È nel momento delle postfazioni, o dei ringraziamenti finali, che Marta Dieffe cala la maschera e inizia a parlare con la sua voce, con la proprietà di linguaggio che ovviamente ci si aspetta da lei, con l’irruenza di una figlia dei suoi anni, con la lucidità di chi si rivolge a un pubblico complesso ed eterogeneo, e con il coraggio di una ragazza che ha indiscutibilmente scelto la strada più impervia per entrare nel burrascoso mondo dell’editoria. Prima di chiudere proviamo però a rispondere all’annosa questione che mi ero posto all’inizio: può “Enjoy the Silence” essere definito un ritratto delle nuove generazioni, a uso e consumo dei vecchietti che vogliono provare a capirci qualcosa? 

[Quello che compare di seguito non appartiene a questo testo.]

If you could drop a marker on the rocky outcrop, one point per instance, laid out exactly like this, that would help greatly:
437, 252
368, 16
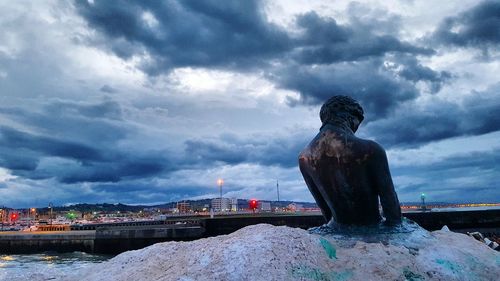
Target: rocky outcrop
265, 252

La risposta è ovviamente no. Ed è no per almeno un paio di buoni motivi: il primo è che, come detto, non c’è alcuna differenza apprezzabile tra la mia generazione e quest’ultima. Entrambe apparteniamo a un’epoca, quella emersa dai fermenti del Sessantotto, in cui in cui i giovani hanno assunto una nuova autorità all’interno della comunità, una comunità dove le dinamiche di apprendimento sono bidirezionali (gli adulti danno e ricevono allo stesso tempo) e non più, con la sola eccezione di piccole comunità a carattere religioso e ideologico, dipendenti da quegli eterni e immutabili schemi del passato. La seconda ragione è che, come lo fu Christiane F. o l’anonima protagonista di “Alice, i giorni della droga”, anche Penny non è rappresentativa di una generazione. Penny è una persona debole, esattamente come lo furono le sue “antenate” letterarie (solo si affida a sballi diversi), ma non può che essere un’eccezione alla regola.
 
Marta Dieffe, nome d’arte di Martina Di Franco, di origini calabresi ma romagnola di adozione, ha 35 anni e coltiva la scrittura sin dagli anni della scuola, nel corso dei quali già aderiva con entusiasmo ai più svariati concorsi letterari. “Enjoy the Silence” nasce su Facebook una decina di anni fa, sotto forma di piccoli ma calibrati “assaggi”, e diventa solo oggi qualcosa di veramente concreto (lo trovate, come spesso accade, su Amazon. Se volete seguire Martina la trovate invece, un po’ come il prezzemolo, dappertutto sul web (partendo da qui).

2 commenti:

  1. Le nuove generazioni, per quanto vedo da padre e zio, sono per certi aspetti paragonabili agli hippie, ma con molta tecnologia in più, nessuna voglia di rinunciare alle piccole comodità consumistiche che pur criticano, e un'ingenuità che la metà sarebbe già troppa...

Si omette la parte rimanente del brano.